Fotograf Magazine

Traces and records

Funke’s kolín 2009

Autumn is usually full of photographic festivals. In Bratislava the annual Month of Photography takes place, in Paris there is Paris Photo and in Kolín there is the photographic festival called Funke’s Kolín. As regards its extent and the number of artists, this latter festival is the smallest of those mentioned, but perhaps it is the intimate atmosphere that makes it so pleasant. Thanks to its theme, which is different each year – yet always very clear – and the basis on which participating artists are chosen, the Funke’s Kolín Festival creates a compact impression.

This year’s festival was the eighth to take place since its founding in 1993. The theme that the organisers, or rather Jolana Havelková, Naďa Kováříková and Helena Musilová, chose for this year’s festival was Traces and Records. This was a theme that, in its own way, characterised the photographic medium as such. After all what is the difference between photographs and traces that connect us to the past. They are  but records of our lives, records speaking about all of society and its culture. The number of ways to approach the theme, Traces and Records, and in what degrees one could think of this, was shown in the works of participating  artists.

The selection of twenty-five exhibiting artists consisted of already- established artists, university and college students as well as self-taught photographers. There were also artists from abroad. One of the most important personalities at the festival was Jan Kubíček, a native of Kolín, whose artistic path had followed rather that of painter, graphic designer and objects artist. In the Kolín Regional Museum lesser known, yet no less interesting, parts of Kubíček’s works – consisting of photos and photograms dating back to 1962-1985 – were shown. One can find a certain connection in the works of self-made photographer, Jan Wojnar, who – in his conceptual works – uses the photographic medium in combination with drawing. A selection of his works, done in the 1980s, was shown at the Malá Gallery (Small Gallery) Na Hradbách.

The exhibit of the youngest festival participant, Jáchym Kliment – a student at the photography department at Prague’s FAMU, can be considered a certain juxtaposition or counterweight to these conceptual approaches. In a space normally inaccessible to the public called pod točnou (under the turntable) in Kolín’s Municipal Theatre he presented a series of sensitive, indeed dreamlike, landscape photos. This exhibit shown in combination with the expressive film, Ebb & Flow, shot on an 8 camera created an almost nostalgic impression. Just one floor above him in the Municipal Theatre the presentation, Rekonstrukce minulosti (Reconstruction of the Past) took place. Hidden behind this title were three video-art works by young artists, Petra Baráčková, Tereza Velíková and Marek Ther, along with the photo collection of Petra Malá. The common denominator of all four works was the construction of a story based on personal or fictitious memories.
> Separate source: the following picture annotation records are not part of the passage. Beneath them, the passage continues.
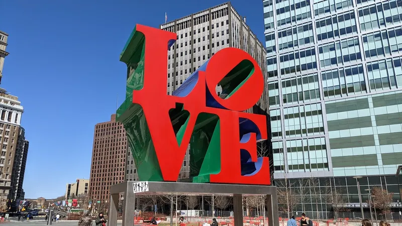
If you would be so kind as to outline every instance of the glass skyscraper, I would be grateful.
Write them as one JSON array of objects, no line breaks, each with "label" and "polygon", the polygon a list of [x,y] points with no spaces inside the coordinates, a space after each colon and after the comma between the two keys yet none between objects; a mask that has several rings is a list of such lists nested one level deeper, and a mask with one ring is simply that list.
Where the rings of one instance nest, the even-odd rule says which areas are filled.
[{"label": "glass skyscraper", "polygon": [[[364,189],[382,186],[400,203],[402,0],[263,3],[277,185],[319,178],[354,211],[361,176],[363,202]],[[324,198],[295,209],[325,215]]]}]

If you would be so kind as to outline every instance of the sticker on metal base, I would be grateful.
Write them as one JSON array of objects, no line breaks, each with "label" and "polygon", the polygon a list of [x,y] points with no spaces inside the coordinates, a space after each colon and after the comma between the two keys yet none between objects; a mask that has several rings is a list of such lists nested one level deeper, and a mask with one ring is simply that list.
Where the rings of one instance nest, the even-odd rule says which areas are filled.
[{"label": "sticker on metal base", "polygon": [[145,192],[149,190],[148,186],[148,181],[133,183],[133,188],[134,193]]}]

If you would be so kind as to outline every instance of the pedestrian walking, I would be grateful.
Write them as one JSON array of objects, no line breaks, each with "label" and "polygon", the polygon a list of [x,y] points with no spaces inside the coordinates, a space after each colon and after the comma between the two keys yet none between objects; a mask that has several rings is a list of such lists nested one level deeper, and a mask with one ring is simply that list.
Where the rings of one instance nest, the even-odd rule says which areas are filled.
[{"label": "pedestrian walking", "polygon": [[361,225],[362,226],[371,226],[371,222],[367,219],[363,219],[361,220]]},{"label": "pedestrian walking", "polygon": [[294,219],[294,216],[292,216],[287,221],[287,226],[297,226],[297,223]]},{"label": "pedestrian walking", "polygon": [[218,223],[216,218],[213,218],[212,219],[212,223],[211,224],[211,226],[218,226],[219,224]]},{"label": "pedestrian walking", "polygon": [[306,213],[301,213],[301,219],[300,219],[300,226],[313,226],[313,221],[310,218],[306,216]]},{"label": "pedestrian walking", "polygon": [[380,221],[380,226],[391,226],[391,224],[385,220]]},{"label": "pedestrian walking", "polygon": [[106,226],[106,222],[108,222],[104,216],[103,212],[99,212],[97,217],[95,219],[95,224],[96,226]]},{"label": "pedestrian walking", "polygon": [[89,216],[89,210],[85,210],[79,218],[78,226],[92,226],[92,217]]}]

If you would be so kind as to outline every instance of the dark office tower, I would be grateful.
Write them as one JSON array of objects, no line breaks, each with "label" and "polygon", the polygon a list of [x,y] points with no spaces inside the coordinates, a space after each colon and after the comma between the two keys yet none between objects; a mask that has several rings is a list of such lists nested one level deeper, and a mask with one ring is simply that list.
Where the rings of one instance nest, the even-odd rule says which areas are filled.
[{"label": "dark office tower", "polygon": [[110,122],[95,126],[89,191],[93,203],[107,202],[111,185],[124,181],[127,142],[126,132],[116,121],[116,115]]}]

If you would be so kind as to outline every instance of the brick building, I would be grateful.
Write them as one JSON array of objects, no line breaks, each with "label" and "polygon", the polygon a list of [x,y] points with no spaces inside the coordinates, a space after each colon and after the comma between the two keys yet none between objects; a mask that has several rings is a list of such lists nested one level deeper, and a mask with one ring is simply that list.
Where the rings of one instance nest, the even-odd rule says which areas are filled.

As concerns the venues where individual exhibits were installed, the theatre was not the only alternative space. Festival visitors could come across exhibits in the Arton Bookshop (Lukáš Prokůpek, a student at the Photography Atelier at the Artistic-Industrial College), in the restaurant, Naivní anděl Naive Angel (Anna Gutová, a student of the Creative Photography Institute in Opava), in the synagogue (Beata Dlugosz, Mátyás Misetics, Jiří Šigut, Lucie Nimcová’s project from the Marian Kusik archive) or under the open sky on Charles Square – Karlovo náměstí (Igor Ševčuk).

Other sites, such as the cases of the D.I.V.O. Institute (Markéta Kinterová, Ivars Gravlejs) or the Nahoře Gallery (Ondřej Přibyl), would have been hard to find without the festival map. Festival attendance thus turned into a sort of pilgrimage or wandering, during which the viewer became acquainted with the hidden corners of Kolín. Provided it was not raining heavily, this was a good thing.

Funke‘s Kolín was not limited only to the City of Kolín this year. It also included  the  exhibit,  Traces  (Stopy),  in  the  Communication  Space in Školská Street 28 in Prague. This work was put together by artists, Ondřej Bouška, Kateřina Držková, Vojtěch Fröhlich, Tereza Králová, Jiří Šigut, Jan Šimánek, Miloš Šejn and Jan Wojnar.

On the web-page fotodokument.cz one can view the video that was created during a festival workshop led by Michaela Brachtlová and Jana Bezucha.

The eighth annual Funke‘s Kolín Festival has already closed. However, one can access thorough and exhaustive information about it in the well- put-together, Czech-English catalogue, where in addition to reproductions theoretical texts from curators of individual exhibits are printed as well as the overall concept of festival organisers.